Not everything with the HP blade, however, worked as smoothly as its chassis management. The console redirection available in each blade's ILO cards was somewhat lacking, with problematic mouse tracking and display artifacts. This can be very irritating when work must be performed directly to the console of each blade. The only other console redirection method involves using a front-mounted dongle port to connect a keyboard, monitor, and mouse directly to each blade. Not pretty, but it does work.
We also encountered a few oddities with the chassis, including one blade that seemed to have intermittent connectivity problems and another that spontaneously lost contact with its internal SmartArray RAID controller. It's highly likely that the pre-release nature of the blades contributed to these issues.
Nevertheless, HP completed the full SPEChpc benchmark suite runs at the small and medium dataset levels within a single day, complying with the testing parameters. A few lab hiccups aside, the BladeSystem c-Class is an impressive piece of engineering.

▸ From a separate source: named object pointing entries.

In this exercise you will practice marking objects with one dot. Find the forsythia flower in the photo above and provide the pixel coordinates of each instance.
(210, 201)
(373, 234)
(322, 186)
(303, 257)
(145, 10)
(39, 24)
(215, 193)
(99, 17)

The wide variety of blade options, including the disk-only blades; up-front display; adaptive power and cooling features; and density show that the c-Class definitely adheres to HP's "Invent" slogan.
Sun Blade 8000 Modular System
Although the other blade solutions in our test ranged in size from 7U to 10U, Sun's system came in the door at a whopping 19U. Of course, Sun's take on blades is a little different: It was the only blade solution to support four CPUs per blade, and can handle 10 blades per chassis. With dual-core AMD Opteron CPUs, this equates to 160 cores in a single 42U rack.
That rack had better have plenty of power and cooling, though, as the Sun Blade 8000 draws a significant amount of juice, requiring approximately 9kW (actual draw is generally lower). That's quite a lot compared with the HP and Dell blades, which pull roughly 3.6kW each. Luckily, the Sun system's density makes up for its power thirst.
It took Sun's engineers quite some time to get the tests up and running, and the Sun Blade 8000's results in the SPEChpc benchmark weren't the best. They did better in the SPECseis test, and I'm certain that if they were given more time to optimize the other two tests, Sun's overall results would have been much better.
Sun's X8400 Server Modules are large, each with two 2.5-inch SAS or SATA drives and a RAID0/1 controller. Memory expands to 64GB per blade with 4GB DIMMs, granting a fully populated chassis a total of 640GB of RAM across 40 sockets. Those sockets can hold Opteron 870s at 2.0Ghz, 875s at 2.2Ghz, or 885s at 2.6Ghz, all with 1MB L2 cache. And last week, Sun announced availability of AMD Rev F processors in its new X8420 Server Modules.
I/O options are plentiful. Each blade can handle as many as six different external I/O forms, and there are two different methods of delivering the physical I/O ports to the blades themselves. The X8400 is more focused on pass-through ports than using integrated switching; it has wide Network Express Modules that aggregate a single 8x PCI Express lane from each blade, as well as smaller Express Modules also leveraging a single 8x PCI Express lane, but built into the slim PCI-SIG form factor. These smaller modules reside at the top of the chassis, and are designed to provide more granular I/O access to each blade.